3. Apply the same pattern to `_execute_loop`:

```python
def _execute_loop(self, loop_step, ...):
    if loop_step.parallel and num_items > 1:
        user_max = loop_step.max_workers
        if user_max is not None:
            max_workers = min(user_max, num_items)
        else:
            max_workers = min(DEFAULT_MAX_PARALLEL_WORKERS, num_items)
```

4. Fix the stale docstring on `_execute_parallel` (line 2315).

---

## Gap 3: Silent Exception Swallowing in Hook Execution and LLM Response Handling

### Problem

Critical execution paths use bare `except Exception: pass` that silently discard errors. This violates the project principle of **execute + verify mode** ("no guessing — proof of done required"). When hooks fail silently, users have no way to know their lifecycle callbacks never ran. When response parsing fails silently, the agent may proceed with corrupt or missing data.

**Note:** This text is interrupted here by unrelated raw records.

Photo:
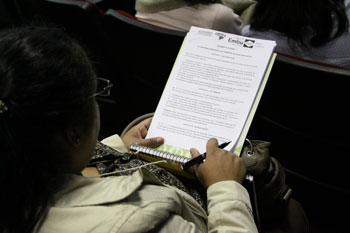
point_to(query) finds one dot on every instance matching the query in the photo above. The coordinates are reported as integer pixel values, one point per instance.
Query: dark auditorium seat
(144, 57)
(304, 113)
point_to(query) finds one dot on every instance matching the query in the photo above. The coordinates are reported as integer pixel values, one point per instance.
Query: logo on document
(220, 35)
(248, 43)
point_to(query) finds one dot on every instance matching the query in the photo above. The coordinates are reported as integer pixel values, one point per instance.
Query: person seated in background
(316, 30)
(49, 126)
(182, 14)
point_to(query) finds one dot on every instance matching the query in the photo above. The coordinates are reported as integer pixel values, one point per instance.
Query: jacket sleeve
(229, 208)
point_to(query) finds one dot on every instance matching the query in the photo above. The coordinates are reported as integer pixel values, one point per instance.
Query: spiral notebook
(213, 91)
(173, 164)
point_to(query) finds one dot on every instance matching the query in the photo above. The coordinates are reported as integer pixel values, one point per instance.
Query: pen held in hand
(200, 158)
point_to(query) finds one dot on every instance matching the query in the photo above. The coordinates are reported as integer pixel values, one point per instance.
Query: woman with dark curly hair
(316, 30)
(49, 125)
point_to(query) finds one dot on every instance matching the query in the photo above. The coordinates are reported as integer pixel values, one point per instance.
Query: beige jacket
(141, 203)
(213, 16)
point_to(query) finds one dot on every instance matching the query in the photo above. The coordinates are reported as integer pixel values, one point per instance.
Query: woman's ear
(73, 136)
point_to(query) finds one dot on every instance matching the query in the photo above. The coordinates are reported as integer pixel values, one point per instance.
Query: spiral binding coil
(158, 154)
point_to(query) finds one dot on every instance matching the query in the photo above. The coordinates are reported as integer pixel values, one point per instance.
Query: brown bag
(276, 210)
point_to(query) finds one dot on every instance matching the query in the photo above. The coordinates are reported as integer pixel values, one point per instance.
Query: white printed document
(212, 92)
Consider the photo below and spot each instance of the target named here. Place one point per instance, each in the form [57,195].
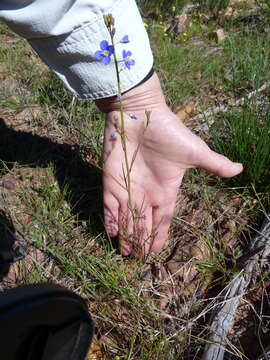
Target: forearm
[67,33]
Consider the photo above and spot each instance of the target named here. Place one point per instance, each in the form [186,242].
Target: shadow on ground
[82,180]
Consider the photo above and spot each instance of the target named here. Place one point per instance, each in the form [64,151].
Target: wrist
[146,96]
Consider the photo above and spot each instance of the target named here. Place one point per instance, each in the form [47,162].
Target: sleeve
[67,33]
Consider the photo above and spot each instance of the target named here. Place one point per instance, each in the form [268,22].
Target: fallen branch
[223,318]
[208,115]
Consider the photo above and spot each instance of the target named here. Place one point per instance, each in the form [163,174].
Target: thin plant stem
[123,134]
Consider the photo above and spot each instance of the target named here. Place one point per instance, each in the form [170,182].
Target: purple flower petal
[126,54]
[106,60]
[127,65]
[125,39]
[110,49]
[98,55]
[104,45]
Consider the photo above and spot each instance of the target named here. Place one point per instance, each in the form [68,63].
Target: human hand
[164,149]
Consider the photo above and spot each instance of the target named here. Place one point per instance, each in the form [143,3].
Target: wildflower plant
[106,55]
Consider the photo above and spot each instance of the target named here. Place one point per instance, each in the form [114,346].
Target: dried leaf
[184,112]
[182,23]
[220,36]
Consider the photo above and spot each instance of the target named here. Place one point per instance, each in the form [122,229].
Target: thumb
[219,165]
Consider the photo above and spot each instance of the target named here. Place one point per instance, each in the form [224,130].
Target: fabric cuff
[71,56]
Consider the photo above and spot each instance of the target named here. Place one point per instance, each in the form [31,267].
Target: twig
[223,318]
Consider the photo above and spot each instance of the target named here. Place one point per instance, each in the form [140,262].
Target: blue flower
[104,55]
[124,39]
[127,60]
[132,116]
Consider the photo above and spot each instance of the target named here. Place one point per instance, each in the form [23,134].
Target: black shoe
[44,322]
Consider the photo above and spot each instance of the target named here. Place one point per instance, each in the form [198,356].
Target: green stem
[122,131]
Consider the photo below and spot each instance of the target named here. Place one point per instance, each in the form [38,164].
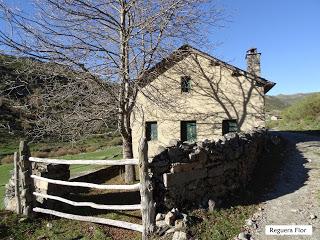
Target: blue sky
[287,33]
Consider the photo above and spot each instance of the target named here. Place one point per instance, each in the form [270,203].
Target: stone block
[181,178]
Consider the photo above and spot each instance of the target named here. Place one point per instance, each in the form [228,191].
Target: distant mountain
[275,104]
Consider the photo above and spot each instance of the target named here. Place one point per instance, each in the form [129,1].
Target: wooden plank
[90,204]
[16,183]
[131,187]
[147,202]
[87,162]
[115,223]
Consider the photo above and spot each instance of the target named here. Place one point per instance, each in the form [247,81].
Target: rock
[23,219]
[312,216]
[160,216]
[211,205]
[170,218]
[161,223]
[242,236]
[173,143]
[179,224]
[159,150]
[162,230]
[249,222]
[170,230]
[49,225]
[185,217]
[179,236]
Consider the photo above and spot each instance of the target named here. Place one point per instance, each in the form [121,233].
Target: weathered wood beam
[131,187]
[17,182]
[90,204]
[87,162]
[116,223]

### Location 1: Hook Execution — `chat_mixin.py:511-524`

```python
# chat_mixin.py lines 511-524
if _compactor.needs_compaction(messages):
    try:
        self._hook_runner.execute_sync(_HookEvent.BEFORE_COMPACTION, None)
    except Exception:
        pass                    # <-- Hook failure silently swallowed
    compacted_msgs, _cr = _compactor.compact(messages)
    messages[:] = compacted_msgs
    # ...
    try:
        self._hook_runner.execute_sync(_HookEvent.AFTER_COMPACTION, None)
    except Exception:
        pass                    # <-- Hook failure silently swallowed
```

If `BEFORE_COMPACTION` or `AFTER_COMPACTION` hooks fail, the user's registered callback is silently skipped. Hooks are an explicit contract — "run my code at this lifecycle point" — and silently breaking that contract can cause data integrity issues in production (e.g., a hook that logs compaction events for compliance).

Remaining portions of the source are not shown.